The Two Books
Eric Hoffer and Arthur Koestler figured out why smart people believe terrible things. Twenty-odd years later, I still can't unsee it.
Many years ago I ran into a line from Eric Hoffer: every great cause begins as a movement, turns into a business, and ends up a racket. It resonated hard enough that I went off and read everything the man ever wrote. Around the same time I learned that Christopher Hitchens reread Darkness at Noon once a year, every year, without fail. I'm 46 now, and I can say without much exaggeration that those two books have shaped how I see the world more than almost anything else I've read. So let me tell you what they're actually about, and why I keep going back.
Every couple of years, someone you respected — smart, funny, reads real books, once talked you out of a bad opinion — announces that they've finally figured it all out.
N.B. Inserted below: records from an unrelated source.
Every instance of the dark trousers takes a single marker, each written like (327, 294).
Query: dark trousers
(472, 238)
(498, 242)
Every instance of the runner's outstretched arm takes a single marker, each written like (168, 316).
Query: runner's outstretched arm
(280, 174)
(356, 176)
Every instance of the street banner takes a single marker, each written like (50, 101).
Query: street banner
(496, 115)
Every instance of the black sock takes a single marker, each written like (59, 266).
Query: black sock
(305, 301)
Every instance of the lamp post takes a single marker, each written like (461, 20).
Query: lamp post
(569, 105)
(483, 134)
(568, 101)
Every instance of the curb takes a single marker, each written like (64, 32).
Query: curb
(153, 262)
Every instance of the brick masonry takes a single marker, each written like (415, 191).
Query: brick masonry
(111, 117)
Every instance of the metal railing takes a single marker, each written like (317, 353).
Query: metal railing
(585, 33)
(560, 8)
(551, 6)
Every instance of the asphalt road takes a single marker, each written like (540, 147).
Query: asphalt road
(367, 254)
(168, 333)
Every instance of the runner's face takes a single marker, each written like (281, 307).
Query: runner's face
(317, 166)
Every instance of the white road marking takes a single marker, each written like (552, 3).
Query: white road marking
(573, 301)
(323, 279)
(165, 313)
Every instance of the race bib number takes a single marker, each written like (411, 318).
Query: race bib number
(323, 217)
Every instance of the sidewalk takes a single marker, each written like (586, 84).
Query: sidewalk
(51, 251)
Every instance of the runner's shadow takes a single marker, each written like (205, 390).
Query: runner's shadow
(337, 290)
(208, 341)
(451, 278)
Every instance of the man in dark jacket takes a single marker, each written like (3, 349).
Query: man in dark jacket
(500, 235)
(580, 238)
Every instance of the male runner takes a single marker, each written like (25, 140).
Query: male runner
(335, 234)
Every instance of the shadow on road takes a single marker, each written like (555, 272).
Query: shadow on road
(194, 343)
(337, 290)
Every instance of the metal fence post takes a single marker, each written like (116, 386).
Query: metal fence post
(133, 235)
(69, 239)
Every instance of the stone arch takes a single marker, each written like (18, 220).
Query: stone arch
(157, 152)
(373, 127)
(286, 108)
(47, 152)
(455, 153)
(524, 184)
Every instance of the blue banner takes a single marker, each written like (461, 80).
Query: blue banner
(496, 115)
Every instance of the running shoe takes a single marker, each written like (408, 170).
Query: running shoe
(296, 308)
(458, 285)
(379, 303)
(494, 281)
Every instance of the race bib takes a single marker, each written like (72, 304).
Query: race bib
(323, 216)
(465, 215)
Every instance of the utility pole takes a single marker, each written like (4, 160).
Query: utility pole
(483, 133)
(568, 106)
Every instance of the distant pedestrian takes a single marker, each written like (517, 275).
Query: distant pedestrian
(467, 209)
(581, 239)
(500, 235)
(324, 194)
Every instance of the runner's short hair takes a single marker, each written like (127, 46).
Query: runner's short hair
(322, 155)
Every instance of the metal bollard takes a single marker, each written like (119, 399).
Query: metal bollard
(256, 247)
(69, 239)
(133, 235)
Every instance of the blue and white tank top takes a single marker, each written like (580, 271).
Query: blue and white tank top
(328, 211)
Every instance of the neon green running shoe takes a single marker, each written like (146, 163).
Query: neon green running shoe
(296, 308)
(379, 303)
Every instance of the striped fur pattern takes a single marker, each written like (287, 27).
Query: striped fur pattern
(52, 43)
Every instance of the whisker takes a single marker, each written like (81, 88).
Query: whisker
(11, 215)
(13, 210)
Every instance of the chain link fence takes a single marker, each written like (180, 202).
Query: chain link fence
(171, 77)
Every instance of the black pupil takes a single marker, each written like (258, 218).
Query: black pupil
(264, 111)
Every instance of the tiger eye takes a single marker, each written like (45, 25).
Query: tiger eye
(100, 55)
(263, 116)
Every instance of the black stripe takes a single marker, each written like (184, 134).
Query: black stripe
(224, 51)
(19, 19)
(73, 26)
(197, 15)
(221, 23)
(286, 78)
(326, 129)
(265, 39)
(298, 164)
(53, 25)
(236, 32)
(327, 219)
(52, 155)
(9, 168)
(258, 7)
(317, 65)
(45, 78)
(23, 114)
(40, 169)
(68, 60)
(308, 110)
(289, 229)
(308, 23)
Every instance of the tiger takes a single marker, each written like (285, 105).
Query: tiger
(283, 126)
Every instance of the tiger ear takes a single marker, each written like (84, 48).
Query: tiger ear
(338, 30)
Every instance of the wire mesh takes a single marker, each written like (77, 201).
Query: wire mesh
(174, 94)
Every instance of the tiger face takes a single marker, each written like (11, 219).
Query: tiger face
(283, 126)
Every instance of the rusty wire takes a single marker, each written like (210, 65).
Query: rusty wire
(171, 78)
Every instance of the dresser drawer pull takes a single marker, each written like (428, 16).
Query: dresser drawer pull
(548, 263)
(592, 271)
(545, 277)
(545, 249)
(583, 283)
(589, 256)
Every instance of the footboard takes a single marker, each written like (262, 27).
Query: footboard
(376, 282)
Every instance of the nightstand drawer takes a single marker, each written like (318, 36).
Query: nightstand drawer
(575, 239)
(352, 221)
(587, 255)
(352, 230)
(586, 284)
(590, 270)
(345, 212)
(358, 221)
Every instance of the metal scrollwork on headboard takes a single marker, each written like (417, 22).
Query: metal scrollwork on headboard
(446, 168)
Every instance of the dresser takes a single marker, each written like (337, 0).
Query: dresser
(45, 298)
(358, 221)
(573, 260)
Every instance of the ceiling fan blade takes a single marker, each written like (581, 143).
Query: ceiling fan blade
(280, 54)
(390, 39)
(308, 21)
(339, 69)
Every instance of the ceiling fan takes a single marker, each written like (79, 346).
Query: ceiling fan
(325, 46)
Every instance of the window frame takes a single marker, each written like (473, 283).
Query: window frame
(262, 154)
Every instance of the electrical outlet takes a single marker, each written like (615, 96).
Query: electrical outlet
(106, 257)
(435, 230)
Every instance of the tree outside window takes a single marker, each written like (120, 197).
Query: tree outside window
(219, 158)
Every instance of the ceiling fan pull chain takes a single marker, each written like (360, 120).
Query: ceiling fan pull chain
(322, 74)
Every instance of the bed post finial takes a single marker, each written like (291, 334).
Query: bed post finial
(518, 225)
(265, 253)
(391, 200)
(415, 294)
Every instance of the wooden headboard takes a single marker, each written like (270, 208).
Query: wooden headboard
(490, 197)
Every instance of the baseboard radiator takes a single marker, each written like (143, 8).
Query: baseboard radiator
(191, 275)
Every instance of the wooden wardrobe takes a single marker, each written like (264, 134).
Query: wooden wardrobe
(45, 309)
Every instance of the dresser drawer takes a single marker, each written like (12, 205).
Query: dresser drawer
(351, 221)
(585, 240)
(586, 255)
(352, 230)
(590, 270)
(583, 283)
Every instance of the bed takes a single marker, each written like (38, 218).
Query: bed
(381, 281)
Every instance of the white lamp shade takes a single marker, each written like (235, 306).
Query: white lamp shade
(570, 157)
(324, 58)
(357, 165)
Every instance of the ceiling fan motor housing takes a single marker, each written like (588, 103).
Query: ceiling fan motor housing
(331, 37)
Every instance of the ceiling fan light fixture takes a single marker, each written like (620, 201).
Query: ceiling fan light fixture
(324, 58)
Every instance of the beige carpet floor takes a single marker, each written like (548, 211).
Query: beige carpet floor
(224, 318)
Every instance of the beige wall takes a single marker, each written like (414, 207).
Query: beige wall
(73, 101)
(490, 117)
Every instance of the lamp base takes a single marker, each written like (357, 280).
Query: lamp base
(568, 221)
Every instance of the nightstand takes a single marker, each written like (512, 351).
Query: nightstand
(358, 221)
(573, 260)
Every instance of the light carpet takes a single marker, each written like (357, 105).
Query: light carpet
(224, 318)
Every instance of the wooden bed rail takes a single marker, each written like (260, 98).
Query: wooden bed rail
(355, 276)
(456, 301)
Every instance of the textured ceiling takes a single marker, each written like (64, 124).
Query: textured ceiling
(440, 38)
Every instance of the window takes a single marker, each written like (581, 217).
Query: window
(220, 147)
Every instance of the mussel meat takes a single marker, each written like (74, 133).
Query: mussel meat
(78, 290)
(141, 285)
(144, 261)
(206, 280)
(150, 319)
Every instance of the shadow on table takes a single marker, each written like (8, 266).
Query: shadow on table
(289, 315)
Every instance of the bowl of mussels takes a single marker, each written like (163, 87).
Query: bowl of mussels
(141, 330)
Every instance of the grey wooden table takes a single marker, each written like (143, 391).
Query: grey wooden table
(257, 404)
The problem is a group of people. The solution is total, and obvious, and the only thing standing in its way is cowardice. What's unsettling isn't that they believe it. People believe things. What's unsettling is that they've gotten better at arguing since they went under. There's no crack in it now. Tighter than yours. You press on it looking for the place it gives, and it doesn't.
Nobody warns you about that part. We're raised on the comforting theory that terrible beliefs are a stupidity problem — that if people just read more, thought harder, got the facts, they'd come around. It's a nice theory. It happens to be backwards. The most dangerous believers I've watched are not the dim ones. They're the ones with enough wattage to build a cathedral around a bad premise and then live in it.
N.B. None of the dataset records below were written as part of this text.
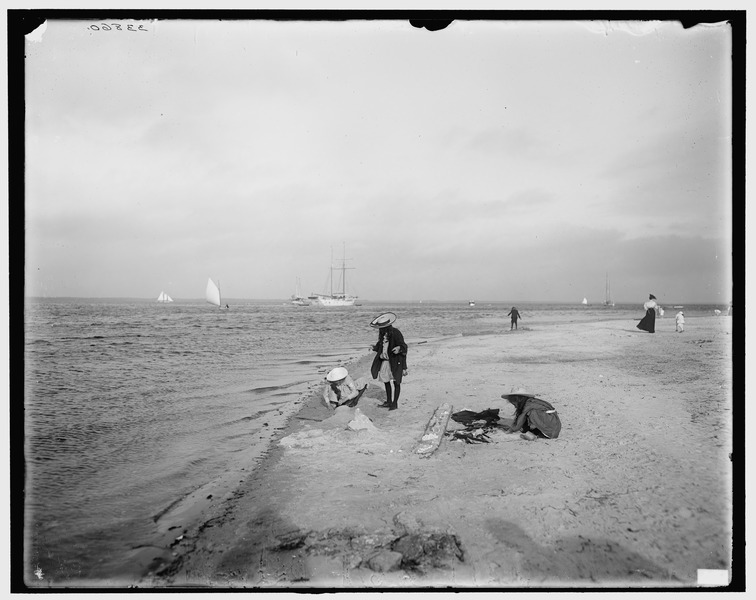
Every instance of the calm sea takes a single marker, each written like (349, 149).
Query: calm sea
(131, 406)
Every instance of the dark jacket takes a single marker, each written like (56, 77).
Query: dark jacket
(398, 362)
(538, 414)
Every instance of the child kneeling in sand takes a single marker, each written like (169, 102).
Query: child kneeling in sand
(533, 416)
(341, 389)
(680, 322)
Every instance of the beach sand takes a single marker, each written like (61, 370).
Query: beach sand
(636, 490)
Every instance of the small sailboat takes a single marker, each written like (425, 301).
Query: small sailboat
(297, 299)
(338, 298)
(608, 301)
(212, 293)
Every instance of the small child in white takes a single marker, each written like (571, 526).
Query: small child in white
(679, 322)
(341, 389)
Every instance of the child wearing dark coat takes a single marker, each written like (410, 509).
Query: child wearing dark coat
(533, 417)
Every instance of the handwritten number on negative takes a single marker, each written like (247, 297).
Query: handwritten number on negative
(116, 27)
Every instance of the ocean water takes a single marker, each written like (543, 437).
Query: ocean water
(130, 406)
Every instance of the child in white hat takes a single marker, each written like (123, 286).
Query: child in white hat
(680, 322)
(341, 389)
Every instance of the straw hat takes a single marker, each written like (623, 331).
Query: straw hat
(517, 392)
(383, 320)
(337, 374)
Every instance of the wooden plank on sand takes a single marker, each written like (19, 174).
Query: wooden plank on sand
(434, 431)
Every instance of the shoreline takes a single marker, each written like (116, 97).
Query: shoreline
(629, 493)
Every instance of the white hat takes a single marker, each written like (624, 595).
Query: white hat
(383, 320)
(518, 392)
(337, 374)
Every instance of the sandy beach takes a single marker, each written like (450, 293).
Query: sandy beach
(636, 491)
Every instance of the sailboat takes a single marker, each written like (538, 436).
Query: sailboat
(608, 301)
(297, 299)
(338, 298)
(212, 293)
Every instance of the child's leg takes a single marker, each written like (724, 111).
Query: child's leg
(388, 394)
(397, 391)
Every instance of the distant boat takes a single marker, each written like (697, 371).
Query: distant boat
(339, 298)
(297, 299)
(212, 293)
(608, 301)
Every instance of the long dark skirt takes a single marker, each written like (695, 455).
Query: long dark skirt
(648, 322)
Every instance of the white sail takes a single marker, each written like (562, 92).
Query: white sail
(338, 298)
(608, 301)
(212, 293)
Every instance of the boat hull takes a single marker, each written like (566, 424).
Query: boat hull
(335, 301)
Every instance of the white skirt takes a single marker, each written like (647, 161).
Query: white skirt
(385, 374)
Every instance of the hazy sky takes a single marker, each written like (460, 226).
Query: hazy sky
(490, 160)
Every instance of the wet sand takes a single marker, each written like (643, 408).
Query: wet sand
(635, 492)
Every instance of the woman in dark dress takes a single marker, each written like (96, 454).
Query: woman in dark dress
(515, 315)
(648, 322)
(533, 417)
(390, 362)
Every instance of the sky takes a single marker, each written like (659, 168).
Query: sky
(491, 160)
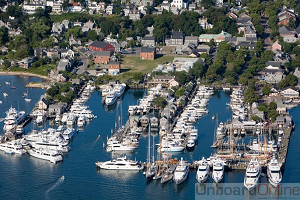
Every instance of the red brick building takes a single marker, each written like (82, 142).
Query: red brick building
(101, 46)
(147, 53)
(113, 68)
(102, 57)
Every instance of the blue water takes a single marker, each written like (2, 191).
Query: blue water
(24, 177)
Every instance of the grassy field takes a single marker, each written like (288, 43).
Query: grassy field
(134, 64)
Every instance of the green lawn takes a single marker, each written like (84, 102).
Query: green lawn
(42, 70)
(134, 64)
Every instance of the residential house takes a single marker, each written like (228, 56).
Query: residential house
(66, 53)
(287, 34)
(177, 38)
(26, 62)
(285, 15)
(204, 24)
(276, 46)
(114, 68)
(110, 9)
(30, 8)
(289, 92)
(147, 53)
(148, 40)
(102, 57)
(223, 36)
(179, 4)
(191, 40)
(65, 64)
(101, 46)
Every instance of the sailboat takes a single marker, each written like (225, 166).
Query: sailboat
(26, 98)
(152, 168)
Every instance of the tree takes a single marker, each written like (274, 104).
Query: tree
(160, 102)
(92, 35)
(266, 90)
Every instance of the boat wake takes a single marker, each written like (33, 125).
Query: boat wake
(57, 183)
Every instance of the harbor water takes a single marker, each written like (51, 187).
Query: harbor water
(25, 177)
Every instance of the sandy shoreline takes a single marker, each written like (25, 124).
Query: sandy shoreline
(25, 74)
If you want to understand how that works, you don't need a shelf of political philosophy. You need two short books, both written by men who got close enough to feel the heat and lived to describe the damage.
The first is Eric Hoffer's The True Believer. Hoffer was a longshoreman who wrote philosophy between shifts on the docks, and he had zero patience for the flattering idea that people join movements because they weighed the evidence and were persuaded. They join, he says, because they can't stand being who they are. The movement offers a trade, and it's a good deal: hand over your small, disappointing, mortal self, and receive in exchange a share of something enormous and undying. You stop being a guy with a bad job and a failed marriage and become a soldier in a holy war. Who wouldn't take that? The facts are almost beside the point — Hoffer notes that mass movements are basically interchangeable, that the same frustrated person will flip from one to its opposite without much friction, because he was never in it for the content. He was in it to stop being himself.
That explains how people walk in. For how they can't walk out, you need Arthur Koestler's Darkness at Noon.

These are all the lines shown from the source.